How Mehidy Hasan Miraz's Five-for and Rain Wrecked Pakistan's Dhaka Test Day 3 Lead

Pakistan resumed Day 3 at 179/1 with Azan Awais unbeaten on 85 and the match pointing toward a first-innings lead. By stumps, they sat 27 runs short of Bangladesh’s 413, bowled out for 386 after five wickets from the off-spinner removed morning momentum, and rain denied any late recovery. Awais converted overnight to a fine century. Mohammad Rizwan, Salman Agha, and Abdullah Fazal all contributed half-centuries. Bangladesh didn’t allow any of those stars to become the platform Pakistan needed.

Off-Spinner Breaks Pakistan’s Rhythm

Pakistan’s morning session looked comfortable until the off-spinner arrived. Mehidy dismissed Saud Shakeel for a duck and removed Abdullah Fazal shortly after, both wickets landing at the precise moment Pakistan’s middle order needed to consolidate rather than rebuild from scratch.

The pitch offered an increasing turn as the day progressed. Mehidy’s ability to vary pace and attack the stumps made him genuinely difficult to play on a length. His final figures of 5/102 tell only part of the story. The timing of each wicket mattered more than the tally. Pakistan lost batters precisely when partnerships appeared to be forming, which prevented any stand long enough to push them beyond 413. Bangladesh didn’t need exceptional conditions to stay competitive. They needed the off-spinner to take wickets at the right moments, and he did exactly that throughout the morning.

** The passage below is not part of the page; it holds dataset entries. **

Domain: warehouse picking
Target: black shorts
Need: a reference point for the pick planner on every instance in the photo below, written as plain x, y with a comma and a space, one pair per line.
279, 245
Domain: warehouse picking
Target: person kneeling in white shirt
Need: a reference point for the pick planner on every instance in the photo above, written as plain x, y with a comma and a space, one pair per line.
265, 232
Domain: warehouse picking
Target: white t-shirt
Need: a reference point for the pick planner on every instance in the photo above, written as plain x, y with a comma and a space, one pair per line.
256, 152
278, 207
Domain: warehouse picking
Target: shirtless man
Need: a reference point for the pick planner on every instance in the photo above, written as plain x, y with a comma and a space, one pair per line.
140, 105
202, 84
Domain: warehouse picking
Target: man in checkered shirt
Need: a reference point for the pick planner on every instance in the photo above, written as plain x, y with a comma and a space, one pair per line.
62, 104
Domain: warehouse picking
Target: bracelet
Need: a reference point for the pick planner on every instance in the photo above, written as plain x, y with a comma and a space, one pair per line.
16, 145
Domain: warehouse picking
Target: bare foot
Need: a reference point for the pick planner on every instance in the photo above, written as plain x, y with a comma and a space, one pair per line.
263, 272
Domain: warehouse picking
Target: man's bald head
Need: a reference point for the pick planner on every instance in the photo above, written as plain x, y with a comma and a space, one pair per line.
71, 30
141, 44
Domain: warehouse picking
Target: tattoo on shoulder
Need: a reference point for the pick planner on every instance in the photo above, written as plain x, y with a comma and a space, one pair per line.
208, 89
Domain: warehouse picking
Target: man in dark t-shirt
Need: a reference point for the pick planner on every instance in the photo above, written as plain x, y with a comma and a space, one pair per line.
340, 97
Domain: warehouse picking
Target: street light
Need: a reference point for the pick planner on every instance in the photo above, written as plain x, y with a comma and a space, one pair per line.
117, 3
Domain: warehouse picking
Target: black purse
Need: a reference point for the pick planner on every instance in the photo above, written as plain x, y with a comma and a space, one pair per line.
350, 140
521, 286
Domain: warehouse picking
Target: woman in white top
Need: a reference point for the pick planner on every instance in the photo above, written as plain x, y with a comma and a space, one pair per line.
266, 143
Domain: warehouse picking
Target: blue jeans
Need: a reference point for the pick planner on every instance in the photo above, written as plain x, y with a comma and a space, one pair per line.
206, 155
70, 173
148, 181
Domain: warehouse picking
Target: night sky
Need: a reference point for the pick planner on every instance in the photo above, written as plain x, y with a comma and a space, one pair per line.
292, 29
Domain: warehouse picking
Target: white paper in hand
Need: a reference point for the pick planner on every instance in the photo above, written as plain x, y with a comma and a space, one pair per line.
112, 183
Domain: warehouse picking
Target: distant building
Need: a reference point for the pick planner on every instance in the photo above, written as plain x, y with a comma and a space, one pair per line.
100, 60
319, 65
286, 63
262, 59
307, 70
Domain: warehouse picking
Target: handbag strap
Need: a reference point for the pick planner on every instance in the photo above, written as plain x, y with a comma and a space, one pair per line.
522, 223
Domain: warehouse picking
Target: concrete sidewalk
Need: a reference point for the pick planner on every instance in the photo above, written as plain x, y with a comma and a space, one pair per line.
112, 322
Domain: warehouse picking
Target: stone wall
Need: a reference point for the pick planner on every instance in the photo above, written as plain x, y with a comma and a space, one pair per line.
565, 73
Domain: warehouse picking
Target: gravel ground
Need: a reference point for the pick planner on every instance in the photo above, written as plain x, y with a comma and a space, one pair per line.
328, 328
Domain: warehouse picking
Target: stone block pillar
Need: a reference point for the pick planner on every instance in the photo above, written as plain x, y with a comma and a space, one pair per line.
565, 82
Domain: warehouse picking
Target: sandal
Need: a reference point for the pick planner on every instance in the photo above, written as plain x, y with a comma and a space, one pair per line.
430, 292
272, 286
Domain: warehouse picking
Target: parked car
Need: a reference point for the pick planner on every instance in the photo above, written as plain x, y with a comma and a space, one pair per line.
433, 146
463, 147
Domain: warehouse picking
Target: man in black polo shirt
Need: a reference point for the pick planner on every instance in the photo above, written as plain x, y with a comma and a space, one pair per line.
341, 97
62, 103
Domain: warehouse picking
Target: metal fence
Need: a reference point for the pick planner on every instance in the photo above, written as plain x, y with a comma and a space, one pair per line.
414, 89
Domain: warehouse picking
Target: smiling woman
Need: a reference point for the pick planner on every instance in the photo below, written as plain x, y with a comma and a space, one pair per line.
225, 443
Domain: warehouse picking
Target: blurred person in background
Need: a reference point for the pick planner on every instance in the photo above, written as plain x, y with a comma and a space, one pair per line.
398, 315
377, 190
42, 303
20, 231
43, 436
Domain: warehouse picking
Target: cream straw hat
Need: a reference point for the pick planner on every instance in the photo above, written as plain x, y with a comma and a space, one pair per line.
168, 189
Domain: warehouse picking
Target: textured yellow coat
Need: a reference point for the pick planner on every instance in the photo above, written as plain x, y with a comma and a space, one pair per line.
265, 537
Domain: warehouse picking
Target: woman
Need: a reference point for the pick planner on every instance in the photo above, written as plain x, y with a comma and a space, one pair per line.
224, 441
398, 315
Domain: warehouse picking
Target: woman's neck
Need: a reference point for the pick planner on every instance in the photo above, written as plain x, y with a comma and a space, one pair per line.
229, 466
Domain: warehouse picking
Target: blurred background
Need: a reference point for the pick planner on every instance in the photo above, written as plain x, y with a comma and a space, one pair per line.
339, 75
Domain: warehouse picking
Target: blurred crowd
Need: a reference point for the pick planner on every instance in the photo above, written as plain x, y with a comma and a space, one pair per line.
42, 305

Awais Century Gives Pakistan Hope

Azan Awais’s hundred was one of the better debut performances this series has produced. He handled Bangladesh’s spin attack with genuine patience, rotated strike through difficult phases, and refused to give his wicket away cheaply against a disciplined bowling unit on a turning surface.

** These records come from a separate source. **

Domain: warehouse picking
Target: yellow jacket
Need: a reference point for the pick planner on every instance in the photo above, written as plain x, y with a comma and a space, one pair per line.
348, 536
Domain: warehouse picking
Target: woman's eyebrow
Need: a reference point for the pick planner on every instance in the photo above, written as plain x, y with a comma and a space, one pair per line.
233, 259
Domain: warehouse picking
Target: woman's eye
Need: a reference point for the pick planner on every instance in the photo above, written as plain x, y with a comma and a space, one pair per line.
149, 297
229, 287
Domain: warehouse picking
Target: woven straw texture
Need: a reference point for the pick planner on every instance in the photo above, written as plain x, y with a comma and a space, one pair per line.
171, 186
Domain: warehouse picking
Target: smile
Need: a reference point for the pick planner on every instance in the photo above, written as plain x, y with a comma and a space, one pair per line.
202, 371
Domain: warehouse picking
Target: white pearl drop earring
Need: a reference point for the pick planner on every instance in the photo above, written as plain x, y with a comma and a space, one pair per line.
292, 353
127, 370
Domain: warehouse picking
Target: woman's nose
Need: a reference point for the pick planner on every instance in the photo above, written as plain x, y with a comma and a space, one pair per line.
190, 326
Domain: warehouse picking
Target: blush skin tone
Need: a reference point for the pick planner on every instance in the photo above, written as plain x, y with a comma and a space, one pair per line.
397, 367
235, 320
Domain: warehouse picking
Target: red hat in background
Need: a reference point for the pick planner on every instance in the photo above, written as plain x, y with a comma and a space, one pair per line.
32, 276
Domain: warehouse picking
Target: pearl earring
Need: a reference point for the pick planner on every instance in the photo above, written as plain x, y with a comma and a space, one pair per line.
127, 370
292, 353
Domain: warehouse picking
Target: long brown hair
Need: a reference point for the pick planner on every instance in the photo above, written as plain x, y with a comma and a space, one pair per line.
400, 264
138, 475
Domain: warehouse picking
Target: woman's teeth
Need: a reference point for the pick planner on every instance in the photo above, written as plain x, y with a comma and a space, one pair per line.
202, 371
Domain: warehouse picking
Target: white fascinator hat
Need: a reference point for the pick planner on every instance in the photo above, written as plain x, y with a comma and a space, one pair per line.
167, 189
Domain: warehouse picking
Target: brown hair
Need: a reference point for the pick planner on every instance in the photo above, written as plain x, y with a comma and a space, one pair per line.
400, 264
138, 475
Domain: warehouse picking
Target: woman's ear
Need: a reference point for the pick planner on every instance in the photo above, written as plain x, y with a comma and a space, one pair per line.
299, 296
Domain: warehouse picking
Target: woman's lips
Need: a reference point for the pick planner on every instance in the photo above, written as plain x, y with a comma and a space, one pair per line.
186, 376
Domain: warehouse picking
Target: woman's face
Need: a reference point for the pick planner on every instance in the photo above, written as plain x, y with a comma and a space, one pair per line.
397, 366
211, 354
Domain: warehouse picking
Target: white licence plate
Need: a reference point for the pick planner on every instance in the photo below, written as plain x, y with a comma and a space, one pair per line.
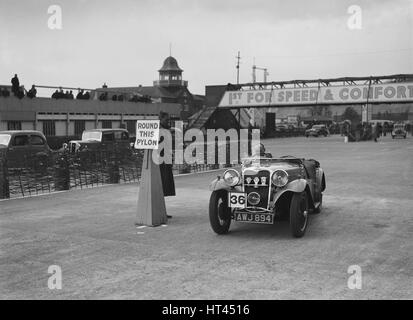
237, 200
265, 218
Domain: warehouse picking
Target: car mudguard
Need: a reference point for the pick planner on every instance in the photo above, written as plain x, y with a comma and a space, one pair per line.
296, 186
219, 184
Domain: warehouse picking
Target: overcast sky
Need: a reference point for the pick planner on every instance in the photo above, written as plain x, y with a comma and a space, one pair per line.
124, 43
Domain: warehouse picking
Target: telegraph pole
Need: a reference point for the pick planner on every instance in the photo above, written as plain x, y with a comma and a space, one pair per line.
238, 57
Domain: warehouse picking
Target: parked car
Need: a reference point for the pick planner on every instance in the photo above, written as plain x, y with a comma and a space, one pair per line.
102, 140
25, 149
317, 130
265, 190
399, 130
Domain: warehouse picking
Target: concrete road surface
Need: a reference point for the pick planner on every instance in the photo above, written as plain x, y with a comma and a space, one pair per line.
366, 221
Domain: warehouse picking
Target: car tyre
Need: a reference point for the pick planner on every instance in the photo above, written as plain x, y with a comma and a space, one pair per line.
299, 214
219, 212
320, 207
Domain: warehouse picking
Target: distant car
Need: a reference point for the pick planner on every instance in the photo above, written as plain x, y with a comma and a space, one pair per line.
399, 130
317, 130
25, 148
101, 140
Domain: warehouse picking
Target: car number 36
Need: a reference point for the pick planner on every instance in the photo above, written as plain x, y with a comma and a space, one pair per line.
236, 200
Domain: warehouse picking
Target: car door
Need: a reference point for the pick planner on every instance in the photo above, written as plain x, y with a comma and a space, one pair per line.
108, 140
18, 151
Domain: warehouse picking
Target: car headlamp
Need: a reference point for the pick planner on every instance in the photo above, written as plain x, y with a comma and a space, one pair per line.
280, 178
231, 177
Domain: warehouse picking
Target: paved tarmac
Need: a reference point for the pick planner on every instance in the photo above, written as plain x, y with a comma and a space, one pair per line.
366, 221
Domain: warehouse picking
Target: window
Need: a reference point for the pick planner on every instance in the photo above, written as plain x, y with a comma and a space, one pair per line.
36, 141
14, 125
107, 124
49, 128
108, 136
80, 126
131, 126
21, 140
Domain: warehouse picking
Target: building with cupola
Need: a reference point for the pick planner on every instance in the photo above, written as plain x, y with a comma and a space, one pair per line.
168, 88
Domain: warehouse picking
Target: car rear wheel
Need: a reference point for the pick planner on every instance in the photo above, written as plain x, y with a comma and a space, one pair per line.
219, 212
299, 214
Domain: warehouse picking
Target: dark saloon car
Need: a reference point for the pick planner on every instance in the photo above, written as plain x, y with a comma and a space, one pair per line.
101, 140
317, 130
25, 148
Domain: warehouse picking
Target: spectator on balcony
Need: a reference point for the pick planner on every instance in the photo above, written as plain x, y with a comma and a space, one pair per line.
80, 94
32, 92
103, 96
5, 93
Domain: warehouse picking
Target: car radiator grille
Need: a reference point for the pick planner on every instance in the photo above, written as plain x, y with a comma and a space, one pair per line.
262, 187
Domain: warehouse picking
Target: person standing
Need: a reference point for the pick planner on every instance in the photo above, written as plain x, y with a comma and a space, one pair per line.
375, 132
15, 85
167, 177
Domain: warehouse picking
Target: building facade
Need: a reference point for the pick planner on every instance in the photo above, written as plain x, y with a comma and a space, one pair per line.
70, 117
168, 88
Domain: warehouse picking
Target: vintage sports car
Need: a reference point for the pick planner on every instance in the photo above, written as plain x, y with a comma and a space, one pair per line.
399, 131
266, 190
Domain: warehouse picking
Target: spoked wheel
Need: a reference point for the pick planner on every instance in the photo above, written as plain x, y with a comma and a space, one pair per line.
219, 212
320, 206
299, 214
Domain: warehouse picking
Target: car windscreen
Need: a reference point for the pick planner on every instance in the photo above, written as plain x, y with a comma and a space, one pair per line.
92, 135
5, 139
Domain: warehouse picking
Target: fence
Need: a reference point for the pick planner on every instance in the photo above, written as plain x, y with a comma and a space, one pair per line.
86, 169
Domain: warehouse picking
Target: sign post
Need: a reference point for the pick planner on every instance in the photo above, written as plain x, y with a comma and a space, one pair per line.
151, 201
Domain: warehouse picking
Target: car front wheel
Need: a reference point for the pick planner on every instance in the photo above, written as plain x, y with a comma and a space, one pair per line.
299, 214
219, 212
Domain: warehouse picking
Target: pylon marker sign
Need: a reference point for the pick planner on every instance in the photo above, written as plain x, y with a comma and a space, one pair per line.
147, 134
151, 203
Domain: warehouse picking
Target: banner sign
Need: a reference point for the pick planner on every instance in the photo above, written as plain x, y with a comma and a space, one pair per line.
379, 93
147, 134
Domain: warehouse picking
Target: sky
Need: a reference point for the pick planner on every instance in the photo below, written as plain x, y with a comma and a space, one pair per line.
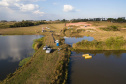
61, 9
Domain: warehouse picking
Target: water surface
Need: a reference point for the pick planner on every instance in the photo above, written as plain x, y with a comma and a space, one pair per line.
13, 49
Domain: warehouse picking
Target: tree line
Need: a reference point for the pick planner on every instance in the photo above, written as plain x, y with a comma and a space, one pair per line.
27, 24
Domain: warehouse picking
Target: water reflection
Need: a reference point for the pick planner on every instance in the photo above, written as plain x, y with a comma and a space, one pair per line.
12, 50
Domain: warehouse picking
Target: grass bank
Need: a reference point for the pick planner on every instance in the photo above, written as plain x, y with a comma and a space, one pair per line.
43, 68
112, 43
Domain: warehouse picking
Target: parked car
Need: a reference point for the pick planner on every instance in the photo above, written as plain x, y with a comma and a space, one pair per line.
45, 47
48, 50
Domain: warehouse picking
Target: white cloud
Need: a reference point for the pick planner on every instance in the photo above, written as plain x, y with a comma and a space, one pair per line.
54, 3
20, 9
4, 3
39, 13
68, 8
27, 7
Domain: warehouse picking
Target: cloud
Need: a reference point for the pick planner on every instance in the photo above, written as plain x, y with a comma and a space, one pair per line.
27, 7
54, 3
37, 12
4, 3
68, 8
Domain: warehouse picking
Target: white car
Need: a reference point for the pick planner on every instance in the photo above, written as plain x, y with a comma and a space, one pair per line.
45, 47
48, 50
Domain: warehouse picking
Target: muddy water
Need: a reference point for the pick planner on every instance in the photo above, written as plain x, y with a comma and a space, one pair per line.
105, 67
13, 49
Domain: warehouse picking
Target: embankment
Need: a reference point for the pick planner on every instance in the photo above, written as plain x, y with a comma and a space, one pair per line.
43, 68
112, 43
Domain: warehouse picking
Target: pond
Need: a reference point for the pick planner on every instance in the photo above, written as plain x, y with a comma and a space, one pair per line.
105, 67
14, 48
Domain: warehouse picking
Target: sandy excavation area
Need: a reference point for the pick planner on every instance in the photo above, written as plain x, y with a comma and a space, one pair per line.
84, 25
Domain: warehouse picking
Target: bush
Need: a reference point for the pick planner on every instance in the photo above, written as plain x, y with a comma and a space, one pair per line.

His century gave Pakistan a real platform. The problem was what arrived alongside it. Rizwan’s 59, Agha’s 58, and Fazal’s 60 were exactly the contributions that should collectively push a batting side past their opponents’ total. None of them did, because Bangladesh took wickets between those starts rather than allowing two recognised batters to bat together long enough for the lead to arrive. Awais fell to Taskin Ahmed shortly after reaching three figures. His dismissal removed the one batter with the temperament to anchor the innings while the lower order pushed Pakistan to safety.

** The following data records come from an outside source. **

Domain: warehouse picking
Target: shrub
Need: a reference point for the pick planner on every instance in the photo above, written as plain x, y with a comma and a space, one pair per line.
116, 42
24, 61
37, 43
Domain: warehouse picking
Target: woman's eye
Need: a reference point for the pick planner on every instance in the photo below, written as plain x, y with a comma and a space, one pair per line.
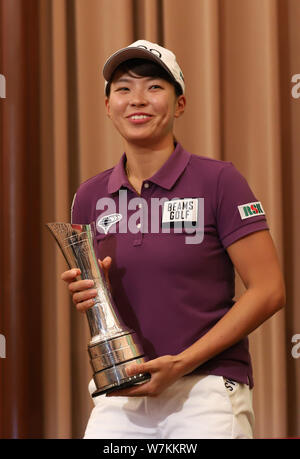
155, 86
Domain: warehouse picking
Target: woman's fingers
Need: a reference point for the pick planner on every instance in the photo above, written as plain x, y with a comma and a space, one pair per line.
70, 275
105, 264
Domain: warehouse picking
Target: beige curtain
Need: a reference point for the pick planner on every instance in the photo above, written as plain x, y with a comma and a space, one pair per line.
238, 59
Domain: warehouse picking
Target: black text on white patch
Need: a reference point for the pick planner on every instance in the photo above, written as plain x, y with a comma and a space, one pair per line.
179, 211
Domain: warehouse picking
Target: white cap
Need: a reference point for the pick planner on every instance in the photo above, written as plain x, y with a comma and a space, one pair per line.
143, 49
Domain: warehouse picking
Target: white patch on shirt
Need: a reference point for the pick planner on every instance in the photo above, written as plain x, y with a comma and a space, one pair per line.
72, 207
251, 209
180, 210
107, 221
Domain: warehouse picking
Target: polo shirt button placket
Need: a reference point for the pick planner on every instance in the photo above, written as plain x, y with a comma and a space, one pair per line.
139, 235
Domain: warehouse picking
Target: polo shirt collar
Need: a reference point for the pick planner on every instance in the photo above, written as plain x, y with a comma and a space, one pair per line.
165, 177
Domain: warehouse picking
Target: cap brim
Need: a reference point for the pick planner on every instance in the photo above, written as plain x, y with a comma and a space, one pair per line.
130, 53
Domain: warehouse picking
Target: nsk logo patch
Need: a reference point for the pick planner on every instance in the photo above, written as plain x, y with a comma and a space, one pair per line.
252, 209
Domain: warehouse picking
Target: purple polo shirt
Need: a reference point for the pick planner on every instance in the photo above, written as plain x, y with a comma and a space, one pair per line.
169, 291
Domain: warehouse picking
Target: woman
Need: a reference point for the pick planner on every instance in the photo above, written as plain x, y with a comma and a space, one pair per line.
175, 287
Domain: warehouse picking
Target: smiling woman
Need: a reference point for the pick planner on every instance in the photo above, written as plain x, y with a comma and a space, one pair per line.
179, 297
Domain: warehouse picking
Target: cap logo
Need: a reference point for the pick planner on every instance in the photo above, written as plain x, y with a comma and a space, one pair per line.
152, 50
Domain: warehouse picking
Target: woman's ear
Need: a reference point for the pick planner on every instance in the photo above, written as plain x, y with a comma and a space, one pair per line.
107, 106
180, 106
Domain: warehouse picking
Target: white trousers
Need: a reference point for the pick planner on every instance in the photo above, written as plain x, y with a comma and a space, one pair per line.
195, 406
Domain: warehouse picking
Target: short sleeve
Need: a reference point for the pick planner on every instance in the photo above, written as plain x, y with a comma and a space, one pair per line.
75, 211
239, 212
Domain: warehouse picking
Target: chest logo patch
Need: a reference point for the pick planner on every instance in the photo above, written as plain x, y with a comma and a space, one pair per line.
252, 209
107, 221
179, 211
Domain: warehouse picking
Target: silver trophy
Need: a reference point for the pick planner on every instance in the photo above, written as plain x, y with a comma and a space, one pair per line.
113, 346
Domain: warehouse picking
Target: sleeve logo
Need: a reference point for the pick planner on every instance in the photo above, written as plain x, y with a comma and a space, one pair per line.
252, 209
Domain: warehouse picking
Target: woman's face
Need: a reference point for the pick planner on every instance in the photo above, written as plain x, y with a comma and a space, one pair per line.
143, 109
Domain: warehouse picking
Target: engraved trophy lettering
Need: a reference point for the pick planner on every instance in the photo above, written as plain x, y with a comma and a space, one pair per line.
113, 346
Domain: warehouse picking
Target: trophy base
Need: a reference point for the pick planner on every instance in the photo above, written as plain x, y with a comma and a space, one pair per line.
130, 381
111, 358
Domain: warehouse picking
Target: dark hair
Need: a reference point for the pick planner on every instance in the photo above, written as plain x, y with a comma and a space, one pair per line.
143, 68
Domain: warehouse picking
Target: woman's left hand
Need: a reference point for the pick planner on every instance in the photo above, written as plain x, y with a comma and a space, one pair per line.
164, 372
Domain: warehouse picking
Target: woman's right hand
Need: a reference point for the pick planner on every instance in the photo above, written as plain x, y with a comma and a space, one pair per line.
82, 291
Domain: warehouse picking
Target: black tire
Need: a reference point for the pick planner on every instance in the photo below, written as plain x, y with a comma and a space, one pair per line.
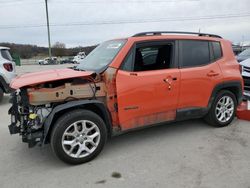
1, 94
64, 122
211, 117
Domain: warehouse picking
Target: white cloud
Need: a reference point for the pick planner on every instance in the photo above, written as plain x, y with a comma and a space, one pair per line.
29, 12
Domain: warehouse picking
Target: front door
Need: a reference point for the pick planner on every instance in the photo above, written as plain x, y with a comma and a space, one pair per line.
148, 85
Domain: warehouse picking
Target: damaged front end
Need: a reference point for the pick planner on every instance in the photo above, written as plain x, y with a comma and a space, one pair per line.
26, 119
32, 104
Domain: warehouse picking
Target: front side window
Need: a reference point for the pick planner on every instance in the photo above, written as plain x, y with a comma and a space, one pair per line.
101, 56
245, 52
6, 54
194, 53
149, 57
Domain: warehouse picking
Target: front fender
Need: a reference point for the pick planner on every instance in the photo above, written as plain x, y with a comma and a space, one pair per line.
74, 104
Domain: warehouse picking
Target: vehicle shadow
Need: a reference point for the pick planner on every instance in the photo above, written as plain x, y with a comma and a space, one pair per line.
116, 145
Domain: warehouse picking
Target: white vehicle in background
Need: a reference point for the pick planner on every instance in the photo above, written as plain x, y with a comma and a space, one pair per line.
80, 56
7, 71
48, 61
245, 66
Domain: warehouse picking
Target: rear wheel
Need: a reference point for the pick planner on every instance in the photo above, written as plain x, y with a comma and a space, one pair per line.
1, 94
223, 109
78, 136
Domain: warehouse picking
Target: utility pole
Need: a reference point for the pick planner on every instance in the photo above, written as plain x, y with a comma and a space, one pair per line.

Mehidy Hasan Miraz Ends the Fight

Mehidy Hasan Miraz returned to dismantle what remained of Pakistan’s middle and lower order at the stage where a first-innings lead still looked achievable. At 353/7, Pakistan needed 61 runs from three wickets. That’s a realistic target with a recognised batter still present. It became unrealistic quickly.

The final three wickets fell for just 33 runs. Mehidy completed his five-wicket haul, Bangladesh closed the innings, and Pakistan finished 27 runs short of 413. That collapse from 353/7 is the moment Pakistan’s management will study most carefully from this day. Getting within sight of a lead and losing three wickets for 33 is not just a batting failure in isolation. It hands Bangladesh an advantage that deteriorating fourth innings conditions on a Dhaka surface will amplify considerably over the days remaining.

Rain Decides the Day’s Balance

The interruptions shaped the second half of Day 3 as significantly as Mehidy’s spell shaped the first. After Rizwan’s wicket, rain forced an early tea break and disrupted Pakistan’s attempt to accelerate toward a competitive total. The resulting rhythm suited Bangladesh’s bowlers rather than Pakistan’s batters. Moisture and fading light made stroke-making increasingly difficult as the surface continued rewarding disciplined spin.

Bangladesh also benefited from the timing of play resumptions in their second innings. Only 1.5 overs were bowled before bad light ended the day, sparing their openers a difficult evening spell under pressure. Heading into Day 4, Bangladesh hold a narrow lead on a deteriorating Dhaka pitch with a stronger spin attack, cleaner momentum, and a fourth innings that history suggests will be significantly harder than the 27-run deficit implies.